Two areas of the trail were identified this way and I was warned that if I decided to take on BPP, to be sure to do it under ideal weather conditions since the shale boulders can be slippery in the rain or snow. The first “dicey” spot is called “the steps” and includes a tilted road of rough boulders that rock your vehicle like a bobblehead doll. The second spot is the second of numerous “switchbacks” where the trail does a 180º turn back upon itself in zig-zag fashion as it descends.
By the way, BBP is 12,840 feet above sea level and the paths are no wider than that of a vehicle.
Though the trail came with a hefty danger warning — I felt compelled to take on the trail and see how I would handle it in my 2016 Jeep Wrangler.
Terri and her sister were able and willing to come along, though each did so under extreme hesitation. The morning was sunshiny, so we took the soft top off the Jeep for a complete convertible experience.
The trail starts on a steep path that is all stone and winds upward the mountain at a rapid pace. We followed a herd of Jeeps from Oklahoma for the first half of the trail and I was able to maneuver my Jeep while watching the trio of Jeeps ahead of me as we ascended the mountain.
At the halfway point, many of the Jeeps, SUVs and trucks congregate at a landing that has some spectacular views. We got out, stretched our legs, took in the beauty and snapped a couple dozen photos. Fifteen minutes later, I was anxious to continue the ride so I suggested we move ahead.
Since I wouldn’t have a herd of Jeeps to follow (the Oklahomans stayed behind for more photos and visiting), I got behind the wheel to continue the stretch of trails that leads to the precarious final leg of the steps and switchbacks.
Just as we approached the steps (my greatest fear), dark clouds rolled in and light raindrops started tickling our backs, sliming up the windshield and wetting the rocks. As the vehicle rocked through the steps, I remember telling myself, “just trust the Jeep”.
So I did.
If I hadn’t put that thought in my mind, I probably would have stopped the vehicle and asked if anyone else would like to drive because I just can’t do it.
I pushed on. And so did the rain.
By the time we accomplished the first switchback, our open-air Jeep was getting pummeled by freezing rain and sleet (yes sleet) as I crawled the motor vehicle towards the second challenge — the tight, reverse switchback — with little or no room for error.
As we approached the spot, we noticed a trio of full-size pickups stuck on the switchback, attempting to make the turn down the path. All we could do at this point was sit there in the pouring rain and wait for them to make it through.
The Jeep was a swimming pool and our knees were knocking and hands trembling as we waited for a clearing both in the clouds and on the trail.

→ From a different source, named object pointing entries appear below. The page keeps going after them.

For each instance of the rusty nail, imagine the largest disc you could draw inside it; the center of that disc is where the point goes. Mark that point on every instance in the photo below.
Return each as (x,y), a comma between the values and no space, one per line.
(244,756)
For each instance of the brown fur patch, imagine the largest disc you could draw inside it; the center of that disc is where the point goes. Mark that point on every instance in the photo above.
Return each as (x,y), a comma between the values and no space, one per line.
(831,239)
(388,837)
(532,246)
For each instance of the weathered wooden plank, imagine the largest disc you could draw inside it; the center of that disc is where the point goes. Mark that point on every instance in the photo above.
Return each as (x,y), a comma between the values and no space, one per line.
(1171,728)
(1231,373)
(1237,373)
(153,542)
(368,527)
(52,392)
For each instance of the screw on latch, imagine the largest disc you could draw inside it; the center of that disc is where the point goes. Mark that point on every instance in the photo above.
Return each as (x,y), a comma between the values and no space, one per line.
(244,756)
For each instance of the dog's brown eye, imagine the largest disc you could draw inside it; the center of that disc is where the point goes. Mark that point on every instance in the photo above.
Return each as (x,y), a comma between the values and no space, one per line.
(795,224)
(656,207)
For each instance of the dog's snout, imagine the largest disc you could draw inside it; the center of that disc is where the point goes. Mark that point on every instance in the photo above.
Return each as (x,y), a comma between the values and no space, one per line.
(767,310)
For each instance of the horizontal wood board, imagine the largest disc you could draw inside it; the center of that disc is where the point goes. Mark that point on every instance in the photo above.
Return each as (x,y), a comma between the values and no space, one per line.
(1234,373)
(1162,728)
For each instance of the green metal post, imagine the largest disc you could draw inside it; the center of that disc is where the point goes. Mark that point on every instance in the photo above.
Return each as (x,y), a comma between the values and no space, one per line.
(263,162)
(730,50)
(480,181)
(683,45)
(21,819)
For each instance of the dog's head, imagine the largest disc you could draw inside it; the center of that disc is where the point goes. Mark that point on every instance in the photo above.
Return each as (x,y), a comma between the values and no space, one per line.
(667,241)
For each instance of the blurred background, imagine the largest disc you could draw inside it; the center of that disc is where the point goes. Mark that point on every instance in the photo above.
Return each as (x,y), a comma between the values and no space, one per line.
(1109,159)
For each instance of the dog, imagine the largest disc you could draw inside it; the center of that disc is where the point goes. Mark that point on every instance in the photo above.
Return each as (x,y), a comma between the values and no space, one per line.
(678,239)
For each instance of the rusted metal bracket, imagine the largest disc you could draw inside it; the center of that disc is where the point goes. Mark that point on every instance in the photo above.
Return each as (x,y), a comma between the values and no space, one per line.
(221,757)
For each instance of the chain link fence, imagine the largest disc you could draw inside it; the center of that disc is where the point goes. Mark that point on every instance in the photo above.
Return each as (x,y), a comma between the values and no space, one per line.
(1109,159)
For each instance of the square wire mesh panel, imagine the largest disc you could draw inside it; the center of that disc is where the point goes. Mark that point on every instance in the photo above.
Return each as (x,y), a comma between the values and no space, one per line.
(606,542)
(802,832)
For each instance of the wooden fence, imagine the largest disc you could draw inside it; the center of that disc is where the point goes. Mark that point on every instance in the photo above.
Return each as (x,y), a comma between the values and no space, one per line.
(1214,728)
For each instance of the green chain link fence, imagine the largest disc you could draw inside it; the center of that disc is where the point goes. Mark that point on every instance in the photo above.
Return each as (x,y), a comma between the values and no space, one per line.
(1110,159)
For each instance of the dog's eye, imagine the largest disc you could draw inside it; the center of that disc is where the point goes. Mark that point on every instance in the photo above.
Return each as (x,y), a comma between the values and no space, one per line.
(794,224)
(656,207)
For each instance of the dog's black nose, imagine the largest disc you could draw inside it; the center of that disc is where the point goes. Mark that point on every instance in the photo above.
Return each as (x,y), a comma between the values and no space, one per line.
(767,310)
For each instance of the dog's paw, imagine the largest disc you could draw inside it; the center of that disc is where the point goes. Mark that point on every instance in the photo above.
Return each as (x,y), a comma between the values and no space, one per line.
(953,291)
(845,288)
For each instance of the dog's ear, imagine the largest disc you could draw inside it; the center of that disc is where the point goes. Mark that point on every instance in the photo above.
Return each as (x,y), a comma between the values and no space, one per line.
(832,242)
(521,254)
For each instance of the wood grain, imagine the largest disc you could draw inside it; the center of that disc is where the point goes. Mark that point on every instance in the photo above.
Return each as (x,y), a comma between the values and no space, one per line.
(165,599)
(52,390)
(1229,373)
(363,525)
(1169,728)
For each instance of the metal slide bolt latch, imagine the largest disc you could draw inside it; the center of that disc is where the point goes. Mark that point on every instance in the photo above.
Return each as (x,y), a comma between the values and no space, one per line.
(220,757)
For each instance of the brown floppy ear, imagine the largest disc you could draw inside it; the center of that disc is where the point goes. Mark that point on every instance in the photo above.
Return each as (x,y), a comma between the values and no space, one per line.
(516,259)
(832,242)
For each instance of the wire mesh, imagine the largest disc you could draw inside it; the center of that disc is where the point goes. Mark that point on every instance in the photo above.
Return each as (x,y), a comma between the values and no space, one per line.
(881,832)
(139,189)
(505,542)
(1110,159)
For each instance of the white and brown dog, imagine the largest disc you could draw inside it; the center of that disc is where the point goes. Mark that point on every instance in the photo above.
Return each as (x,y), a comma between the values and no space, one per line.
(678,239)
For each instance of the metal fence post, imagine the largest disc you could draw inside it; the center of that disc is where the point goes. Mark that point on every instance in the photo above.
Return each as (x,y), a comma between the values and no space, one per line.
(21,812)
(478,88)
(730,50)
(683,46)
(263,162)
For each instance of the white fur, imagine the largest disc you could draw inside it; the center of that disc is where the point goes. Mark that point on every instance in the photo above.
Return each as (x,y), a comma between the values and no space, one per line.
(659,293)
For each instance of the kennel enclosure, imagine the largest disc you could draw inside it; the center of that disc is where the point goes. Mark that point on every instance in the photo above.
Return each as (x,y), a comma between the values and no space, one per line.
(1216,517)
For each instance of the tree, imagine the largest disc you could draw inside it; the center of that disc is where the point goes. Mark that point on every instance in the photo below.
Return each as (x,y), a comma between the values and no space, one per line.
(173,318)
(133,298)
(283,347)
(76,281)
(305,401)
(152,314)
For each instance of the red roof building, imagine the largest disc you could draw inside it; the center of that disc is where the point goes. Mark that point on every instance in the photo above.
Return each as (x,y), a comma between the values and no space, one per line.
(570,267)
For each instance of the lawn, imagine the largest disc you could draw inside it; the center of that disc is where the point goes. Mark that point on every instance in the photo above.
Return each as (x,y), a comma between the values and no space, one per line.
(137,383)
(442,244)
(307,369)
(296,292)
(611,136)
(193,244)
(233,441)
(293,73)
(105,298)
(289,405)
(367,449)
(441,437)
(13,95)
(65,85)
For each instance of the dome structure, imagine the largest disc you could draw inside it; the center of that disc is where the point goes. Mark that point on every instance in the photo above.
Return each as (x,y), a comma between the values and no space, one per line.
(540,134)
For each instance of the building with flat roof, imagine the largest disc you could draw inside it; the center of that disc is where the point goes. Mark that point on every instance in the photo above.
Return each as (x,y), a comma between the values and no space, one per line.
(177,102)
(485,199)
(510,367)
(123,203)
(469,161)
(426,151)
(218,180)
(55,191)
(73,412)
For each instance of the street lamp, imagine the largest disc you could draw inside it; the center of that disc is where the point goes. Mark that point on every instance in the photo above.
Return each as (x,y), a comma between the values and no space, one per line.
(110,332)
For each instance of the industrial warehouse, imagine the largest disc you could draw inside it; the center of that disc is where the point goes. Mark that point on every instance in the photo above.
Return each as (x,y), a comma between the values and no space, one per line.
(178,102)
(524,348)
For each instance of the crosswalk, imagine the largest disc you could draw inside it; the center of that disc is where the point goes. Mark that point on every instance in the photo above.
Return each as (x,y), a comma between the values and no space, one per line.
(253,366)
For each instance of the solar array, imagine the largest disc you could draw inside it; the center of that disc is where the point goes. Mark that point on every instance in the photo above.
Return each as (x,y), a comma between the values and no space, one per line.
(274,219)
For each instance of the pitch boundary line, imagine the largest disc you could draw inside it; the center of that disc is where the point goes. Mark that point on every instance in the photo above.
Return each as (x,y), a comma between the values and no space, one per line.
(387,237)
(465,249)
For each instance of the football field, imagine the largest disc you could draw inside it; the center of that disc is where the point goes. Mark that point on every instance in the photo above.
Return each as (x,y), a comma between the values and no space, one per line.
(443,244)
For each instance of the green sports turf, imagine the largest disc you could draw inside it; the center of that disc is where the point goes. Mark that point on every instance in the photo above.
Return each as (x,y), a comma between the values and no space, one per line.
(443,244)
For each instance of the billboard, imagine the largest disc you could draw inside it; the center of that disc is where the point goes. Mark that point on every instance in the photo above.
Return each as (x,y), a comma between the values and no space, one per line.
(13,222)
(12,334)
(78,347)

By the time the rain subsided and the sun broke through, the pickup truckers had finally passed through the switchback and were now past the two hardest obstacles.
Now it was my turn.
Greg got out to spot me and make sure I didn’t slide off the edge, but after a couple back-and-forth turns, we made the turn and were heading downhill towards Telluride.
The rest of the trail is relatively easy and we jumped out to dry ourselves at a landing just below the Bridal Veil Falls and the hydroelectric power plant.
We made it.
For those of you who may be interested in taking on this trail or any of the dozens located in Colorado, Utah and surrounding areas — I highly recommend it. Though steeped with danger and plausible peril, the beauty of the trail and the feeling of defying the odds is weel worth the trip.
Just do so under better weather conditions.